Developing Countries are ravenous consumers of energy. Energy demand is increasing at double digit rates in China, India, Brazil, and many developing countries. Oil consumption is among the fastest growing part of increased energy demand, because only oil can currently fulfill the transportation needs of an emerging economy.

Currently we have robust global growth, even greater demand growth in energy, yet at best, 1-2% supply growth in refined Oil. The result is that oil prices in particular, and energy prices in general are going to go higher, because the supply of energy can not keep up with the demand for energy.

You’re not convinced? Then look at what the market is saying, look at the stock price of Exxon Mobile, the largest oil company in the world:

2003 $34
2004 $40
2005 $51
2006 $56
2007 $76
Presently $85

To quote one of my favorite academic economists, long-time Fed Watcher Paul McCulley of PIMCO in his recent column:
“In the long run, the world needs the real price of energy to go up enough to encourage conservation efforts and the development of alternative forms of energy. That way, everything works out—eventually.”

It’s the eventually part, that is going to be painful. Eventually every new home in California will come with water osmosis filters and solar panels. Eventually the soccer mom’s will stop buying SUV’s and drive mini-vans and station wagons again. Eventually nuclear power will be a major source of electrical power in North America. Eventually fewer people will commute 50 miles a day or more. But what is it going to take to get there? That I think I know, it’s going to take $10/gallon gas.

Energy prices must climb to a point where consumer behavior is modified. Energy prices must climb to a point at which alternative energy sources are economically superior. It’s the bottom line that will effect change, not the tellers of fortune or the prognostications of economists and tree huggers.
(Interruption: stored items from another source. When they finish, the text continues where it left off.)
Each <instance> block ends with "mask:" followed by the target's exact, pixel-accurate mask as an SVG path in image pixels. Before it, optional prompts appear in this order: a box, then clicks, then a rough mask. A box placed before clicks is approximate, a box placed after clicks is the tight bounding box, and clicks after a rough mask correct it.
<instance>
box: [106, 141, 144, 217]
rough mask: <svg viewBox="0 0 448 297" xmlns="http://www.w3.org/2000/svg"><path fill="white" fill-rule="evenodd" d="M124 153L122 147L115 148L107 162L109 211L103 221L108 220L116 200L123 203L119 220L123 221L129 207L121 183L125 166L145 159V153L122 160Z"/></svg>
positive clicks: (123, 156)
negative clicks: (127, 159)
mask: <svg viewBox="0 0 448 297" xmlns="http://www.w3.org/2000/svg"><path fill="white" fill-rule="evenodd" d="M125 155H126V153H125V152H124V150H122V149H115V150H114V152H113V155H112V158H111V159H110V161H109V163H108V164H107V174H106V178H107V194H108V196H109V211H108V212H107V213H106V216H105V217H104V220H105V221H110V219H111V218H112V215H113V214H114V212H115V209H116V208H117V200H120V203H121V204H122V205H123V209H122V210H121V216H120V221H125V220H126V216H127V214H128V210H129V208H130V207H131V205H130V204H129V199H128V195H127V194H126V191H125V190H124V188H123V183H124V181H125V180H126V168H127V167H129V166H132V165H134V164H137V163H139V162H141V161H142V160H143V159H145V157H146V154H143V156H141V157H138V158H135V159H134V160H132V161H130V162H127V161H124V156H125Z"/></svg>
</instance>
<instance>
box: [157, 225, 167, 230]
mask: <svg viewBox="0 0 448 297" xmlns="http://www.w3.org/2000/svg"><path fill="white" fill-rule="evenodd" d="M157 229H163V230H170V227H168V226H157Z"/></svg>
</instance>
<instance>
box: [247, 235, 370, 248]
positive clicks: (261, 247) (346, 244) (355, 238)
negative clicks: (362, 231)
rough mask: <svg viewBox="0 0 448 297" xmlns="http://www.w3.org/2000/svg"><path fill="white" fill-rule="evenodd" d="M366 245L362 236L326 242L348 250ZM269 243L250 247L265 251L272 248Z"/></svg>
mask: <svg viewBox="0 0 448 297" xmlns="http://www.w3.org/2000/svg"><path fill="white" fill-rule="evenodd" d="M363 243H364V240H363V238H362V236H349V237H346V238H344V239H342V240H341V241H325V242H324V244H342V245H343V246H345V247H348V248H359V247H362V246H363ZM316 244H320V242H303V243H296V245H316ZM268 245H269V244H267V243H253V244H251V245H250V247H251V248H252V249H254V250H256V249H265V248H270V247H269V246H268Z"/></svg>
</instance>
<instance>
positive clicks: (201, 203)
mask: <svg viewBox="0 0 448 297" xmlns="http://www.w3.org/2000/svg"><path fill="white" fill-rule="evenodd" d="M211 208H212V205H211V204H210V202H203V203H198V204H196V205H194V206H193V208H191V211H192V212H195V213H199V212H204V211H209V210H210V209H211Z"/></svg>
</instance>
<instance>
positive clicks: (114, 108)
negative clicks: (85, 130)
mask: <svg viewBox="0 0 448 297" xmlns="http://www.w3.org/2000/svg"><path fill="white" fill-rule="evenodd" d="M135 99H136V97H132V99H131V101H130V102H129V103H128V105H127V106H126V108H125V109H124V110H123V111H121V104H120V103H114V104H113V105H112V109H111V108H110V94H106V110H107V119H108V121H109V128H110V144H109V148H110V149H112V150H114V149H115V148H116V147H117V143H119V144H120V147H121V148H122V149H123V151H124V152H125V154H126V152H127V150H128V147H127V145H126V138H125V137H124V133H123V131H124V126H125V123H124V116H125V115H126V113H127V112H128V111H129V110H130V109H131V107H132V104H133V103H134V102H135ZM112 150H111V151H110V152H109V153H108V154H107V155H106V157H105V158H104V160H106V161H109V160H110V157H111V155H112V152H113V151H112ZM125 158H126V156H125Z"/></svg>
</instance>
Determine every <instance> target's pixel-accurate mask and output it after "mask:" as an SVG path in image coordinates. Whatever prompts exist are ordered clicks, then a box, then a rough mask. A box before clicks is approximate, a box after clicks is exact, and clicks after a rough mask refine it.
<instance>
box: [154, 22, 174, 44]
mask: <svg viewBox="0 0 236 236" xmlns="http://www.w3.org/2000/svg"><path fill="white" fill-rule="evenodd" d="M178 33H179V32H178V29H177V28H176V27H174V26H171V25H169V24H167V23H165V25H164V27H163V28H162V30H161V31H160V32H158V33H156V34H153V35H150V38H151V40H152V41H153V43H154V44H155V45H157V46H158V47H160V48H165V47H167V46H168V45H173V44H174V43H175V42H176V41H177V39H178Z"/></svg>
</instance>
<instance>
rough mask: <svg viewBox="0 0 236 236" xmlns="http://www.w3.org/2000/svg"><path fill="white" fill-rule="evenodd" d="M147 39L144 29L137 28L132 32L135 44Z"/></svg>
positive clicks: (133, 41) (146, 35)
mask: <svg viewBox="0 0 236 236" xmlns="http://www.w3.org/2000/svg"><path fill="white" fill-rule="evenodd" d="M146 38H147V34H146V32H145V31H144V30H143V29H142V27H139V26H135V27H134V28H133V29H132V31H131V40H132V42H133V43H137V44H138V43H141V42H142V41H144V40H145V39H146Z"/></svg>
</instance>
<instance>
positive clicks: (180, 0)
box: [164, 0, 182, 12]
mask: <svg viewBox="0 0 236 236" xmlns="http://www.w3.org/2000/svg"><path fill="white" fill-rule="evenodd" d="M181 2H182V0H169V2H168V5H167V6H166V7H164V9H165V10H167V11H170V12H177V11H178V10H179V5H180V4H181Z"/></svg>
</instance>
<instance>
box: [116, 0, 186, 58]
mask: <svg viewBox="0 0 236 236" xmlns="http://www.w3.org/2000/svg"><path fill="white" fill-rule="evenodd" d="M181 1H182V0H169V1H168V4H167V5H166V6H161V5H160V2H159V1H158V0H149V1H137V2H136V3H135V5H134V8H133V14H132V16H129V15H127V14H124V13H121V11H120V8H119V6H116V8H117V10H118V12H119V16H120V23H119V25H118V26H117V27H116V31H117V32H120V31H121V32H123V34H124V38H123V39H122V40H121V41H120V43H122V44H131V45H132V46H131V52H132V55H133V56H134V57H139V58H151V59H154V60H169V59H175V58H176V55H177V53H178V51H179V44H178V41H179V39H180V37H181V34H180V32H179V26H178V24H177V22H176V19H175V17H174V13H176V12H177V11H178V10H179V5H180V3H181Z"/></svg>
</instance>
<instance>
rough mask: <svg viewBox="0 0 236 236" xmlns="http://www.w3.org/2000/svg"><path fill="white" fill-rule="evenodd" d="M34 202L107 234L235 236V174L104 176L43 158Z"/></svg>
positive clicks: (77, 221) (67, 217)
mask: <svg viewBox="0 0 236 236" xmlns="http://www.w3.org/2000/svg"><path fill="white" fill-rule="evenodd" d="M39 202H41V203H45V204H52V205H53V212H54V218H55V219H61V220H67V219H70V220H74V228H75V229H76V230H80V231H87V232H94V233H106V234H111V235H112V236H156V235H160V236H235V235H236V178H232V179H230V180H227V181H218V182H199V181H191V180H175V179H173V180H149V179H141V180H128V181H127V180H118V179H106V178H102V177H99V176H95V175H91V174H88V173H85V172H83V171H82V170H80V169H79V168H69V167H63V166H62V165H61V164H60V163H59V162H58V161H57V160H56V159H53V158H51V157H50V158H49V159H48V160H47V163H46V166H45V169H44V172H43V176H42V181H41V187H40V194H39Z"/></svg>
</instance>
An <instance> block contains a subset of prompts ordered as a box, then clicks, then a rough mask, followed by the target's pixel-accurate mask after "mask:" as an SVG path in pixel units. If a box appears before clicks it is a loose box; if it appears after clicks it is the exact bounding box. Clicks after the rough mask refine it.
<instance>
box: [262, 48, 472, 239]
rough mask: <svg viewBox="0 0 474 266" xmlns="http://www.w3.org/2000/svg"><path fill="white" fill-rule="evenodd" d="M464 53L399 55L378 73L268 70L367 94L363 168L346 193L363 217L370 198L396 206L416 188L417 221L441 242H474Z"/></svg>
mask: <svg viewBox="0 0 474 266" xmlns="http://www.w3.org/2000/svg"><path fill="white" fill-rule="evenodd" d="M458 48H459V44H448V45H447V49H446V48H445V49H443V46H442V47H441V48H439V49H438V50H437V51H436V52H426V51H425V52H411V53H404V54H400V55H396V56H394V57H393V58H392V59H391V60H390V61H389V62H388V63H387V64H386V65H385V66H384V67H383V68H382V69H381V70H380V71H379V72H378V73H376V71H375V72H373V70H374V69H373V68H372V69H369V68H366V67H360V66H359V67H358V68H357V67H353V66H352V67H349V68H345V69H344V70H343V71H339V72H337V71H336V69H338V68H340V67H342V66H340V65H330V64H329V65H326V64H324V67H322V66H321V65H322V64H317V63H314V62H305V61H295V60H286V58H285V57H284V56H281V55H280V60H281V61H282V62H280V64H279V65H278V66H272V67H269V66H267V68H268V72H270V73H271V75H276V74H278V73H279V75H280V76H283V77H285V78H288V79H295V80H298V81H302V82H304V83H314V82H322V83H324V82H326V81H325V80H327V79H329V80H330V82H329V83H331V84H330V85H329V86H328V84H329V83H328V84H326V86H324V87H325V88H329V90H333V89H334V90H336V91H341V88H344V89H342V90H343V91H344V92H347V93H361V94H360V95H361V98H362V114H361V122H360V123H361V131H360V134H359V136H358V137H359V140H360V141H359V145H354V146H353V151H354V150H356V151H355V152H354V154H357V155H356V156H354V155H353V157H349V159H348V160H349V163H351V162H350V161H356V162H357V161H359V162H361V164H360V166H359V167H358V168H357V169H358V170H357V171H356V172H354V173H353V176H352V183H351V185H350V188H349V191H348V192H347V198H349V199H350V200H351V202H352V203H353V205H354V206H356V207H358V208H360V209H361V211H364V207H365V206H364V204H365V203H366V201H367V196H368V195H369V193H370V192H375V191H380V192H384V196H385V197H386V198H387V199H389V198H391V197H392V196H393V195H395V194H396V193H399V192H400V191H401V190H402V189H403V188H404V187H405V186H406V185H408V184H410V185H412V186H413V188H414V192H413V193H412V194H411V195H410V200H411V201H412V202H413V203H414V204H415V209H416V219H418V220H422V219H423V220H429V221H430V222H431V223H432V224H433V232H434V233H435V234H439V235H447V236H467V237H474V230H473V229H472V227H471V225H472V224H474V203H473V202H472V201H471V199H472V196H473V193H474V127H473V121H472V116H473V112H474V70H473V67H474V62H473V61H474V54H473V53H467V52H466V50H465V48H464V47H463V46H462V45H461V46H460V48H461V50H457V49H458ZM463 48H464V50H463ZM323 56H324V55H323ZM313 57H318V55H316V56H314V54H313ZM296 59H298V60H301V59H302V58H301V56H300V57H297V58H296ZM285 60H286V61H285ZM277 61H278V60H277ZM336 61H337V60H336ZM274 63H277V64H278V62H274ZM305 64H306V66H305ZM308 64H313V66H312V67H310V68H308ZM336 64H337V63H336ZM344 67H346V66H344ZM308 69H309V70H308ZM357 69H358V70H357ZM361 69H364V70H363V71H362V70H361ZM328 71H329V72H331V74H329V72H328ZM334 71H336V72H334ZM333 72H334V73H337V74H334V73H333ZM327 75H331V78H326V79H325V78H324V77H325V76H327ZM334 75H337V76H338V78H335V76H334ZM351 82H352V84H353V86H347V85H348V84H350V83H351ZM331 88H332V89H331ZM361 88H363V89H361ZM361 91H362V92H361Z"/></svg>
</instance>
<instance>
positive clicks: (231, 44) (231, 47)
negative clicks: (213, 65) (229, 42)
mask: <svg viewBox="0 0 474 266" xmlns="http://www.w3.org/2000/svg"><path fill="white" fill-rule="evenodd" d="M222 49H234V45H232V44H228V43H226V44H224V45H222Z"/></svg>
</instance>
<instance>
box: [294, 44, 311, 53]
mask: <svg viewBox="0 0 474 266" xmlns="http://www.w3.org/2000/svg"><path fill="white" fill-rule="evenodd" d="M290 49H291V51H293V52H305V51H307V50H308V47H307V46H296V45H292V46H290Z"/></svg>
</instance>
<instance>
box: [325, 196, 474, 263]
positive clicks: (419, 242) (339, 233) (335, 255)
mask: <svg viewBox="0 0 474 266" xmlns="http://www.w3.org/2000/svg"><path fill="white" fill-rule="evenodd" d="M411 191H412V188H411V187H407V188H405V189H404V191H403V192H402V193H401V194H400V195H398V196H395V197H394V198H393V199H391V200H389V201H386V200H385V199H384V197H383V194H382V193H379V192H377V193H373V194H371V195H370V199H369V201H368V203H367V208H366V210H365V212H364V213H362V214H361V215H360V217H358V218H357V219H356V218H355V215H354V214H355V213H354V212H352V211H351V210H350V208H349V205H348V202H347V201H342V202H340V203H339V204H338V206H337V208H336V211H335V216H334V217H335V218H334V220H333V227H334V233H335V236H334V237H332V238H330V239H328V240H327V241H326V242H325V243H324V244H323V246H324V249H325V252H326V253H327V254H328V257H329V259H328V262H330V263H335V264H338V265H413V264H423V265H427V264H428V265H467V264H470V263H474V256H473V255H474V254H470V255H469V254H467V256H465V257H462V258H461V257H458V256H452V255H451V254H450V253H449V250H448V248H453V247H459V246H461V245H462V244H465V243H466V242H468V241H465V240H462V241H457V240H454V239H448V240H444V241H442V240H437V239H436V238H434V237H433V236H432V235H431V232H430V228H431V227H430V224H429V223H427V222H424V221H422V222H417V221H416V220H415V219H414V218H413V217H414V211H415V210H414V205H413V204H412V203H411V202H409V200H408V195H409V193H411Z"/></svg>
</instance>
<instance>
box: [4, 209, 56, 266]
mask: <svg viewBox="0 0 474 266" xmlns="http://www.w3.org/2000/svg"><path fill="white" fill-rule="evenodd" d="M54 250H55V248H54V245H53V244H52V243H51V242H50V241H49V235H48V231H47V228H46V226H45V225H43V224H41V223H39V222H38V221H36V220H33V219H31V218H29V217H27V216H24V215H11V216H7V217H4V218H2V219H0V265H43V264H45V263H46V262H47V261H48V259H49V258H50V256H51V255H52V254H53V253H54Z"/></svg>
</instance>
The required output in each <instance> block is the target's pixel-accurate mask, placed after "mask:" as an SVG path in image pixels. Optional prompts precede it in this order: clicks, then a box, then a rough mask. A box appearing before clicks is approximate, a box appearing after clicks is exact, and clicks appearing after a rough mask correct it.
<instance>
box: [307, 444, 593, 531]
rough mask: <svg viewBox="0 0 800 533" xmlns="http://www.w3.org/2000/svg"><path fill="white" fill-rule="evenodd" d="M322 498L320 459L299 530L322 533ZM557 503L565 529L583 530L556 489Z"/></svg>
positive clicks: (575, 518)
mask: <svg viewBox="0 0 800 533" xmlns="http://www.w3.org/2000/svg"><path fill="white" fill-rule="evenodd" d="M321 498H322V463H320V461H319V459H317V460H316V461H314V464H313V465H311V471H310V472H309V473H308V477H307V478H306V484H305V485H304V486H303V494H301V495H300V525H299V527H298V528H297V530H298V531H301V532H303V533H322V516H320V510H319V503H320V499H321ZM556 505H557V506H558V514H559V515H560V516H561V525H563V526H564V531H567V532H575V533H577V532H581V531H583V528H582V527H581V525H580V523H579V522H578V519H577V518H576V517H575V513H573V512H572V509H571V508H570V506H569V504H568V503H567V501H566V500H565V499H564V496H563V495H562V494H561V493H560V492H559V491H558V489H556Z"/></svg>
So I am rooting for higher energy prices. This most likely scenario means that energy companies are going to do well, and that portfolio managers need to allocate portfolios to take advantage of inevitable rising energy prices. It’s that simple.

First Half 2007 Review
The second quarter finished with mild hysteria over housing, rising interest rates, defaulting mortgages and a few busted hedge funds run by Bear Stearns. Bond Guru Bill Gross went nuts over the eventual fall-out in the housing markets in his June column while the average American yawned, and just let their employers send in the 401k contributions on time.

Wall Street yawned too, and global growth hit front page status, so much in fact, that the $14 Trillion U.S. supertanker economy has been unseated by robust growth of the global economy. In Asia, South America, and even Europe growth rates have risen. The developing world is growing at something like 7% or more. Meanwhile the developed world is growing at 2-3%. Overall world economic growth is a very healthy 5%.

For the first six months of 2007 the S&P 500 had a total return of 6.6%. The Lehman Aggregate bond index returned 0.8%. The average account at Barnes Capital returned 7.2% over this period. Precious metals and precious metal equities were flat, while major oil stocks rose 20% and oil services equities gained 28%.

Our View
Looking forward we expect equities to continue to do well. We are focused on good dividend payers and we continue to believe that diversified portfolios should include commodity and precious metals exposure. We continue to believe that fixed income securities are priced for very modest returns. We do however like the medium maturity municipal bonds for high net worth client portfolios due to their relatively high after tax returns.

Have a nice holiday with you and yours.